About Us

The Shift Data

The American service sector is characterized by financial and temporal insecurity. Many retail and food-service employers around the country rely on on-demand scheduling practices to closely align staffing with consumer demand, representing a substantial transfer of risk from firms to workers and their families. These practices may undermine the health of workers, but scholars, policymakers, and businesses have historically lacked the data to understand the effects of workplace scheduling practices on worker health and wellbeing.

Thanks to newly available data from The Shift Project, researchers are now expanding the evidence base. Since 2016, The Shift Project has fielded surveys asking workers at specific firms about their job quality, financial security, personal health, and the health and wellbeing of their children. The data show that the vast majority of service sector workers experience instability in their weekly work schedules. Workers who experience more predictable scheduling report less stress and better overall health, compared to workers who experience less predictable and stable scheduling. In fact, the Shift data reveal that while low wages are negatively associated with poor health outcomes, unstable and unpredictable schedules are a much more significant determinant.

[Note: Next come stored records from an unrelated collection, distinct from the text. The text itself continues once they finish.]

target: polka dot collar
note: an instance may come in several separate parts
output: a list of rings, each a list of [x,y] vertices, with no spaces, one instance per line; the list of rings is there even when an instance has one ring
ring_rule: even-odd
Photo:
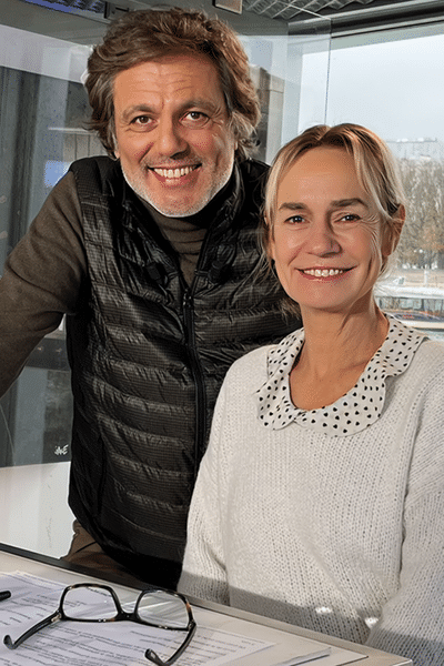
[[[280,430],[293,421],[327,435],[353,435],[372,425],[385,400],[385,379],[405,372],[426,335],[386,315],[389,333],[356,384],[335,403],[317,410],[300,410],[290,396],[289,375],[304,343],[304,330],[291,333],[268,354],[268,381],[256,392],[259,417],[265,427]]]

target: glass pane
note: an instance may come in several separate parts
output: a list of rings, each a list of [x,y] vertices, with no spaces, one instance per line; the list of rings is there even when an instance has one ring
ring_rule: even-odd
[[[444,337],[443,49],[443,23],[333,39],[326,112],[329,124],[374,130],[398,160],[407,218],[376,293],[397,295],[385,310],[435,339]]]
[[[50,27],[54,12],[38,11],[48,14]],[[9,18],[0,17],[0,23]],[[80,77],[90,48],[7,24],[0,24],[0,40],[1,275],[7,255],[69,164],[103,151],[84,129],[89,105]],[[54,556],[68,552],[71,418],[61,325],[39,343],[0,401],[1,542]]]

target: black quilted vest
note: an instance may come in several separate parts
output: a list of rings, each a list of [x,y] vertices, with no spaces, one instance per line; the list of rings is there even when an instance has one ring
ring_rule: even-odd
[[[295,327],[251,280],[266,167],[236,167],[188,286],[119,163],[72,164],[90,282],[68,317],[74,423],[70,506],[114,559],[174,587],[190,498],[229,366]],[[244,196],[244,192],[249,196]],[[153,232],[150,232],[150,225]]]

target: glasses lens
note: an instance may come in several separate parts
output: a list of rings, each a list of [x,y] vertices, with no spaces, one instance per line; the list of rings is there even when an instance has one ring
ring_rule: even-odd
[[[186,629],[188,610],[181,597],[157,589],[145,592],[138,604],[139,619],[171,629]]]
[[[67,592],[63,613],[70,619],[112,619],[118,615],[114,599],[102,587],[81,586]]]

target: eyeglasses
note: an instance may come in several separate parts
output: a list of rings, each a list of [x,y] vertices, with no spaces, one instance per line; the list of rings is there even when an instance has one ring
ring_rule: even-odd
[[[186,632],[180,647],[167,659],[159,657],[154,650],[147,649],[147,659],[158,666],[170,666],[184,653],[191,643],[196,626],[189,602],[179,593],[158,588],[143,591],[135,602],[134,609],[127,613],[123,610],[112,587],[77,583],[65,587],[60,597],[59,608],[52,615],[24,632],[17,640],[12,640],[10,636],[4,636],[3,643],[10,649],[16,649],[40,629],[61,619],[73,619],[75,622],[127,619],[160,629]]]

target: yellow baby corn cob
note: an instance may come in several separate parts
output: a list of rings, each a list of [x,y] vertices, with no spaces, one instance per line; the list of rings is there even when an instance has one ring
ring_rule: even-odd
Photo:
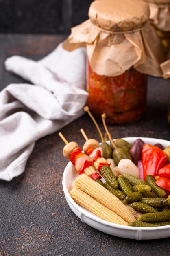
[[[108,164],[106,160],[103,157],[98,158],[94,163],[94,166],[97,170],[98,169],[98,166],[99,166],[100,163],[102,163],[102,164]]]
[[[133,209],[132,207],[130,205],[126,204],[126,207],[127,208],[128,208],[128,209],[129,209],[130,211],[131,211],[132,214],[136,218],[137,220],[137,219],[138,218],[139,216],[142,215],[142,214],[140,212],[139,212],[139,211],[135,211],[135,210]]]
[[[119,215],[76,186],[72,189],[70,194],[78,204],[101,219],[116,224],[127,225],[127,222]]]
[[[130,210],[119,199],[86,174],[83,174],[76,178],[74,182],[75,185],[118,214],[127,222],[136,221]]]
[[[87,175],[88,175],[88,176],[96,172],[94,167],[92,166],[89,166],[89,167],[87,167],[87,168],[85,169],[84,171]]]

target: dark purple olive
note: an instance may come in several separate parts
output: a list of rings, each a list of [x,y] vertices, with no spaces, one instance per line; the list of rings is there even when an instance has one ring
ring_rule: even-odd
[[[129,151],[129,153],[135,164],[142,158],[142,151],[144,142],[140,139],[137,139],[133,143]]]
[[[156,144],[154,145],[154,146],[155,146],[155,147],[157,147],[157,148],[159,148],[162,150],[163,150],[163,149],[164,149],[162,145],[161,144],[160,144],[160,143],[157,143]]]

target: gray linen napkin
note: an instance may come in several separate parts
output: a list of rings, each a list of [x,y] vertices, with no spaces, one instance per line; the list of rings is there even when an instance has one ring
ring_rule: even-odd
[[[39,61],[8,58],[7,70],[30,81],[0,92],[0,179],[9,181],[24,170],[36,141],[83,114],[86,51],[61,44]]]

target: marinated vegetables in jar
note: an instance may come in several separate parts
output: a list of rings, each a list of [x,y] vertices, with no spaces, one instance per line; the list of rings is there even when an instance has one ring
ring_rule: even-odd
[[[119,76],[109,77],[98,75],[88,63],[87,103],[98,120],[103,112],[110,123],[139,119],[145,110],[146,89],[146,75],[133,67]]]

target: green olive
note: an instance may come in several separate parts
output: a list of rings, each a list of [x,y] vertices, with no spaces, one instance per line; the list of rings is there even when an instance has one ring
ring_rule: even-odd
[[[167,155],[168,161],[170,163],[170,146],[166,147],[163,150],[163,152]]]
[[[123,148],[128,152],[132,146],[131,144],[122,139],[117,139],[114,142],[116,147]]]
[[[102,143],[101,147],[103,149],[103,157],[105,159],[111,158],[112,155],[112,150],[111,147],[106,142]]]
[[[113,152],[113,158],[115,164],[118,165],[119,162],[122,159],[130,159],[132,161],[132,158],[127,150],[123,148],[116,147]]]

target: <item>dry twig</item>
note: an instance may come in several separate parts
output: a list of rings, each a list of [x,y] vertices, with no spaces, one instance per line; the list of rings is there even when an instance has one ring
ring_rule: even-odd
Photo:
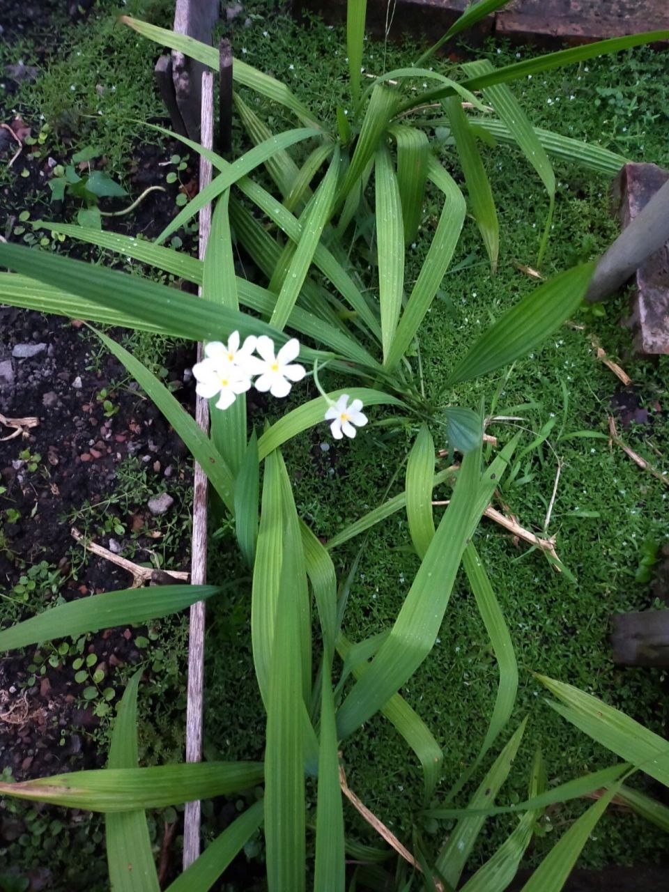
[[[95,542],[87,542],[79,531],[74,526],[70,532],[72,534],[72,538],[78,542],[81,542],[84,548],[87,549],[92,554],[97,555],[98,558],[103,558],[111,564],[116,564],[117,566],[120,566],[124,570],[128,570],[128,573],[132,574],[131,589],[139,589],[141,586],[145,585],[146,582],[150,582],[152,579],[153,579],[156,571],[153,567],[139,566],[138,564],[133,564],[132,561],[127,560],[125,558],[120,558],[119,555],[115,555],[113,551],[110,551],[108,549],[103,548],[102,545],[97,545]],[[170,571],[169,575],[173,577],[175,582],[178,580],[186,581],[188,579],[188,574],[183,570]]]
[[[4,425],[5,427],[14,427],[16,428],[13,434],[10,434],[7,437],[0,437],[0,443],[4,442],[5,440],[13,440],[14,437],[24,436],[27,437],[28,430],[30,427],[37,427],[39,424],[39,418],[33,417],[29,417],[26,418],[5,418],[5,417],[0,414],[0,425]]]

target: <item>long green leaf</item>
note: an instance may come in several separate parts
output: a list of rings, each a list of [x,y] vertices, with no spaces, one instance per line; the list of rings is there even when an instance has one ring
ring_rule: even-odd
[[[508,633],[508,626],[492,591],[488,574],[485,572],[485,567],[473,542],[469,542],[465,549],[463,566],[476,599],[476,607],[485,625],[485,631],[488,632],[488,638],[490,638],[500,670],[500,683],[497,689],[495,706],[490,718],[485,739],[475,762],[475,765],[477,765],[511,717],[518,690],[518,665],[516,662],[516,654],[511,636]]]
[[[271,641],[265,749],[265,841],[270,892],[305,888],[305,682],[310,690],[310,628],[301,534],[281,454],[272,456],[284,526],[281,573]],[[266,501],[263,492],[263,508]],[[277,506],[271,506],[277,512]],[[306,620],[306,622],[305,622]],[[305,671],[306,670],[306,671]],[[306,677],[305,677],[306,675]]]
[[[202,431],[195,419],[188,415],[177,398],[155,375],[136,359],[131,353],[116,343],[112,338],[95,333],[107,349],[117,359],[123,363],[146,394],[162,412],[177,434],[186,443],[188,451],[200,465],[207,479],[227,506],[230,513],[235,511],[235,482],[229,467],[223,457],[214,449],[211,441]]]
[[[539,749],[534,755],[529,786],[530,798],[543,792],[545,775]],[[541,815],[541,808],[526,812],[500,848],[465,883],[460,892],[504,892],[516,876]]]
[[[438,126],[438,121],[433,121],[433,124]],[[515,145],[516,143],[515,135],[501,120],[496,120],[494,118],[470,118],[469,124],[475,131],[476,128],[486,130],[500,143],[507,145]],[[615,177],[623,165],[630,161],[630,159],[625,158],[624,155],[616,154],[595,143],[583,143],[580,139],[562,136],[558,133],[553,133],[552,130],[543,130],[540,127],[533,128],[533,129],[539,142],[549,155],[558,158],[560,161],[580,164],[582,167],[605,174],[607,177]]]
[[[366,15],[367,0],[349,0],[346,15],[346,49],[349,55],[351,95],[355,104],[360,98],[360,68]]]
[[[524,297],[479,338],[449,376],[448,385],[481,377],[538,347],[580,305],[593,270],[593,263],[574,267]]]
[[[352,733],[380,709],[434,647],[467,539],[478,523],[473,506],[480,482],[480,449],[465,456],[453,497],[391,633],[339,709],[340,738]]]
[[[566,833],[560,837],[534,871],[521,892],[559,892],[566,882],[572,868],[576,863],[591,833],[604,814],[609,802],[618,791],[620,783],[615,784],[585,814],[575,821]]]
[[[518,751],[526,723],[527,717],[523,719],[517,731],[513,734],[481,781],[469,802],[470,808],[483,808],[489,803],[495,801],[495,797],[500,792],[501,785],[507,780],[511,770],[511,764]],[[459,881],[467,860],[484,822],[485,818],[481,816],[460,818],[450,834],[448,842],[439,853],[436,867],[446,882],[453,888]]]
[[[187,223],[192,217],[194,217],[210,202],[213,201],[222,192],[225,192],[226,189],[229,189],[233,183],[241,179],[242,177],[250,173],[260,164],[267,162],[272,155],[282,152],[289,145],[294,145],[295,143],[310,139],[311,136],[316,136],[318,132],[314,128],[310,127],[299,128],[295,130],[286,130],[276,136],[270,136],[264,143],[260,143],[259,145],[253,146],[252,149],[249,149],[245,155],[242,155],[232,164],[229,164],[222,173],[219,173],[208,186],[205,186],[201,192],[198,192],[194,199],[184,205],[174,219],[162,230],[156,239],[156,244],[160,244],[161,242],[164,242],[166,238]]]
[[[416,238],[423,216],[430,144],[423,130],[398,125],[390,129],[397,143],[397,182],[402,206],[404,244]]]
[[[456,19],[446,33],[428,50],[425,50],[422,55],[418,56],[415,64],[417,66],[424,64],[447,40],[450,40],[457,34],[467,30],[472,25],[475,25],[477,21],[484,19],[486,15],[490,15],[495,10],[500,9],[500,6],[504,6],[508,3],[508,0],[480,0],[479,3],[470,3],[462,15]]]
[[[371,390],[368,387],[347,387],[332,391],[327,394],[327,397],[333,402],[336,402],[337,398],[343,393],[348,393],[351,400],[362,400],[364,406],[404,405],[397,397],[391,396],[390,393],[384,393],[382,391]],[[321,422],[325,424],[326,409],[327,404],[325,400],[322,397],[317,397],[316,400],[303,403],[288,412],[283,418],[279,418],[268,430],[265,431],[258,441],[258,454],[260,460],[273,450],[292,440],[298,434],[301,434],[302,431],[306,431]]]
[[[128,812],[238,793],[260,783],[262,778],[263,767],[258,762],[189,762],[0,783],[0,794],[89,812]]]
[[[207,846],[190,867],[168,886],[166,892],[194,892],[194,889],[207,892],[211,889],[262,823],[264,806],[264,802],[260,800],[243,812]]]
[[[379,637],[381,640],[384,640],[387,634]],[[375,642],[375,653],[379,646],[380,641]],[[344,665],[349,663],[350,657],[353,656],[354,648],[359,648],[359,644],[351,645],[343,635],[340,634],[337,639],[337,652],[344,660]],[[366,662],[354,661],[351,668],[356,678],[361,678],[368,671]],[[393,694],[381,707],[381,712],[393,725],[398,734],[404,739],[407,745],[411,747],[420,762],[423,769],[425,801],[429,802],[442,775],[443,764],[442,747],[434,739],[434,734],[423,719],[400,694]]]
[[[204,65],[208,65],[214,71],[219,70],[220,61],[218,47],[209,46],[207,44],[201,43],[185,34],[177,34],[164,28],[157,28],[155,25],[148,24],[148,22],[133,19],[129,15],[122,15],[120,21],[125,25],[129,25],[143,37],[163,46],[169,46],[172,50],[177,50],[178,53],[183,53],[185,55],[190,56],[191,59],[196,59]],[[238,84],[249,87],[271,102],[290,109],[308,126],[319,126],[307,106],[294,94],[291,93],[285,84],[271,78],[268,74],[263,74],[252,65],[248,65],[246,62],[235,59],[232,76]]]
[[[535,811],[538,808],[547,808],[558,802],[567,802],[569,799],[580,799],[589,796],[602,787],[608,786],[619,780],[623,774],[630,770],[629,763],[602,768],[591,774],[584,774],[574,780],[567,780],[558,787],[551,787],[545,793],[540,793],[532,799],[519,802],[514,805],[496,805],[492,808],[428,808],[424,814],[432,818],[447,820],[449,818],[473,817],[480,815],[489,817],[491,814],[517,814],[521,812]]]
[[[0,631],[0,651],[54,638],[76,638],[98,629],[140,625],[189,607],[222,590],[216,585],[161,585],[78,598]]]
[[[465,221],[467,205],[452,178],[434,157],[428,158],[428,175],[443,193],[443,207],[427,256],[407,301],[392,338],[385,364],[393,368],[416,336],[453,256]]]
[[[434,477],[434,442],[427,425],[421,425],[407,462],[406,493],[409,533],[422,559],[434,538],[432,487]]]
[[[269,324],[281,331],[288,321],[297,296],[309,272],[320,236],[330,217],[339,176],[339,150],[336,149],[327,173],[307,205],[301,219],[301,236],[291,260],[284,284],[277,298]]]
[[[205,301],[230,310],[239,310],[237,279],[232,253],[232,236],[227,208],[230,190],[219,199],[211,216],[202,268],[202,296]],[[246,450],[246,397],[240,394],[224,412],[216,409],[216,398],[209,402],[211,435],[216,449],[236,477]]]
[[[472,213],[483,240],[494,274],[500,255],[500,222],[497,219],[497,211],[488,174],[485,172],[476,140],[472,133],[467,115],[462,110],[459,99],[452,96],[444,100],[444,108],[450,120],[450,132],[455,139],[462,172],[465,174],[465,183],[469,194]]]
[[[326,652],[323,660],[321,679],[314,888],[322,892],[343,892],[346,888],[346,855],[342,790],[339,786],[337,726],[332,692],[331,658],[332,651]]]
[[[461,82],[460,86],[468,90],[482,90],[485,87],[492,84],[508,84],[512,80],[518,80],[526,78],[528,74],[536,74],[539,71],[549,71],[554,68],[560,68],[563,65],[572,65],[577,62],[584,62],[586,59],[594,59],[597,56],[604,55],[607,53],[618,53],[621,50],[629,49],[631,46],[642,46],[644,44],[659,43],[662,40],[669,39],[669,31],[645,31],[641,34],[632,34],[624,37],[612,37],[609,40],[599,40],[594,44],[585,44],[582,46],[574,46],[566,50],[559,50],[558,53],[549,53],[540,55],[534,59],[524,59],[523,62],[514,62],[512,65],[505,65],[498,68],[494,72],[484,74],[478,78],[471,78]],[[425,105],[450,96],[455,91],[451,87],[441,87],[436,90],[430,90],[412,96],[397,109],[398,112],[406,112],[415,105]]]
[[[546,675],[536,677],[566,704],[549,701],[556,712],[602,747],[669,787],[669,743],[664,738],[571,684]]]
[[[376,176],[381,341],[387,362],[404,293],[404,238],[400,187],[385,146],[376,153]]]
[[[142,670],[126,686],[112,732],[110,768],[137,767],[137,688]],[[159,892],[146,815],[142,809],[104,817],[109,880],[114,892]]]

Project Components & Analysis

National Monitoring

The Shift Project data allow us to describe workplace-scheduling practices and to characterize the health and wellbeing of retail and food-service workers at some of the nation’s largest firms. We use these data to monitor changes over time in scheduling practices and worker outcomes, both nationally and for particular firms. We also use these data to estimate the associations between schedule instability and worker and family financial security, health, and wellbeing.


We use Shift data to rigorously estimate the effects of secure scheduling laws on work scheduling practices and on the health and wellbeing of workers and their families, focusing on laws passed in Seattle, New York City, and the state of Oregon. We collect baseline data from workers covered by each of the ordinances and from comparison samples, and then collect follow-up data following implementation of the law. We use these data in a difference-in-differences framework to identify the effects of unstable and unpredictable schedules on health.

Who Takes the High Road?

While service jobs are often thought of as uniformly “bad jobs,” existing research in economics, sociology, and labor studies in fact suggests substantial heterogeneity in workers’ experiences of precarious labor practices within this sector. We exploit Shift’s unique worker-firm matched dataset to understand whether low-wage service-sector jobs are uniformly precarious across employers, or if job quality varies across firms. We then examine if firm-level characteristics — including ownership structure, unionization, and exposure to public pressure — shape workers’ experiences of precarious scheduling and account for variation across companies.